De temps en temps, un oisillon –le dernier étant le plus en vue- l’oisillon dont le seul diplôme est d’arriver « premier à un concours de circonstances » tente de quitter le nid et de voler de ses propres ailes, pour rejoindre le plus haut perchoir de la basse-cour. Et c’est l’escalade. Son premier coup d’ailes est opéré sous le regard de son père. Il le franchit sans « dommage », ou sans que personne n’ait su, voulu, ou pu y mettre un coup d’arrêt. Un deuxième coup d’ailes suit. Puis, un troisième… Jusqu’au moment où il risque à chaque battement de ne pas en faire un suivant, en un seul morceau. Surtout quand dans sa précipitation pour atteindre le sommet (si un quelconque sommet peut encore exister pour lui), il a la vue tellement brouillée par le vertige des hauteurs qu’il ne sait plus ni gérer son ascension, ni négocier ses virages, ni stabiliser son altitude de croisière. C’est alors la crise. Ou plutôt un crescendo de crises étourdiment ou sciemment provoquées. Il se trouve alors certains habitants de la ferme qui viennent à s’émouvoir que tout ne tourne pas rond dans ce monde animal. Et que peut-être que le temps est venu de lever le rideau et le « paon » du voile sur de trop obscures coulisses, nées de « vices » d’écriture, de forme, et de fond et de fonds publics dépensés derrière bien de caquetages tentant de cacher un vide programmatique.

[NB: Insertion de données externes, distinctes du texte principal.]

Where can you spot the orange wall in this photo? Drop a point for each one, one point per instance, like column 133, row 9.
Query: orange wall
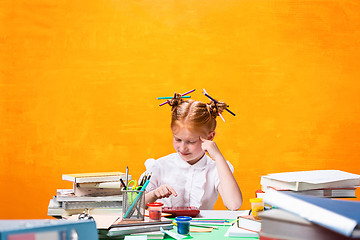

Quand certains s’émeuvent et que d’autres poussent des cris d’orfraie, on les prend par un, on leur met du foin dans la mangeoire, comme on met le couteau sous la gorge d’un poulet : une bonne récompense s’ils se rallient. Une exécution s’ils résistent. Le chantage, l’intimidation, la brutalité. Et à ceux qui, courageusement, entendent persister à rester indépendants et libres, que dit-on ? Qu’il n’en est pas question, que c’est interdit, qu’on est « avec nous », rangé, embrigadé, couché, ou qu’on est un ennemi. Traité comme tel. Massacré, si possible, comme tel. Or, seules les dictatures prétendent à la pureté. Les régimes de liberté sont fondés sur l’imperfection.
Au dessous du nid de coucous, volent des aigles qui couvrent de leurs ailes, leurs poussins encore couvés, et qui n’étaient allés « s’éclater » en boite de nuit. « Quand un pouvoir et usé et malade, il se lamente en reprochant à la presse, sa partialité et sa malveillance », a dit Jean Pierre Elkabbach. C’est ainsi que vendredi dernier, un fait divers et trois lignes dans des journaux, ont été montés en épingle pour convoquer les chroniqueurs à la Division des Investigations Criminelles. Un fait divers qui aurait pu être relégué au tout-à-l’égout. C’était grotesque et dément. Mais c’est çà le plus dangereux. La privatisation du pouvoir avec son exécutif boiteux, son Parlement et son Sénat muets, sa démocratie bigleuse et son administration arthritique. Cette privatisation se montre chaque jour à nous, par la superposition d’une sphère privée et de la sphère publique et des institutions qui déconstruisent le principe de la République. Souvenez-vous de « je dirai à ta mère que tu as bien travaillé ». Ce qui nous est tous commun, est détourné par un groupe et la légitimité ne se fonde plus que sous forme de cooptation. C’est ainsi que ce sont développées les tendances monarchiques. Un pouvoir exercé avec une totale arrogance, avec l’aide d’une flopée de courtisans de tous bords et de tous poils, aussi futiles qu’inutiles, le mépris des engagements donnés et le reniement de la parole, tout cela présage d’un monumental désastre. La forme n’arrive plus à cacher le fond, l’illusion a fait long feu, les paillettes des Alternoceurs et leur insouciante arrogance écœurent. On peut autant évoquer l’incompétence que les travers psychologiques engendrés par un ego boursouflé de partout. Le système mis en place ne permet à aucune politique, bonne ou mauvaise, de s’appliquer vraiment. Il est temps de changer le logiciel de ce pouvoir-là avant de rallumer la machine.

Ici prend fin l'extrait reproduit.